Plesiosaur ambush hunting is not a new idea, and was suggested as far back as the early 1900's. However, the limited range of motion in plesiosaur necks that is now known indicates that another feeding strategy may have been used. Called benthic grazing, plesiosaurs would have angled their necks down and swept along the seafloor, using their long teeth as rakes or sieves in the sediment. Noe et al. (2017) is the most recent study on plesiosaur neck mobility and supports the benthic grazing model. Also read Zammit et al. (2008), which actually has data from the eastern long-necked turtle and demonstrates that flexion angles are far less in plesiosaurs than in the turtle. This is mostly due to a much higher number of cervical vertebrae in plesiosaurs. In short, the eastern long-necked turtle is a poor analogue for plesiosaurs.

7 hours ago, Reilly. said:

But if we follow your logic, the Iguanodon would still look like this...

Iguanodon.jpg

Everyone was pretty happy with how that looked too for decades.

But of course, what we know now about everything is always the pinnacle of knowledge and understanding. There is no margin for era or new discoveries. I was foolish to question the status quo. Silly me.

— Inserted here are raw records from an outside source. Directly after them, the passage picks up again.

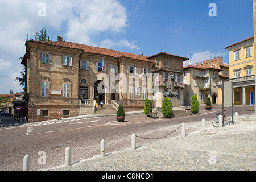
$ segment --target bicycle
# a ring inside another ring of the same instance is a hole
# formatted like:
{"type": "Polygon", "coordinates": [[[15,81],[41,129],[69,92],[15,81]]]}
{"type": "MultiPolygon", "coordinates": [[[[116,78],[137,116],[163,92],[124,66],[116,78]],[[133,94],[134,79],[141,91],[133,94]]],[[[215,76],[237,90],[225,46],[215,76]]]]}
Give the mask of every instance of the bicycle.
{"type": "MultiPolygon", "coordinates": [[[[224,111],[226,110],[226,109],[224,110],[224,111]]],[[[218,116],[220,115],[220,114],[222,112],[221,111],[221,112],[218,113],[218,114],[217,114],[216,115],[217,115],[217,117],[212,118],[212,125],[215,127],[218,127],[218,116]]],[[[226,123],[226,125],[229,125],[229,124],[230,124],[230,122],[229,122],[229,119],[228,119],[228,118],[225,116],[225,115],[224,115],[224,122],[226,123]]]]}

Iguanodon was one of the first dinosaurs discovered, and was known only from fragmentary material. At this time there was practically no other fossil material to compare it to, so it is understandable that the likes of Mantell, Owen, and Hawkins got the earliest reconstruction so wrong. Since then there have been numerous more discoveries of Iguanodon, including the famous complete skeletons found Bernissart mine in the 1870's. Try to compare what we know about plesiosaurs today to what we knew about Iguanodon in the 1850's is preposterous; it's comparing literally thousands of known specimens, many complete, to a single fragmentary specimen.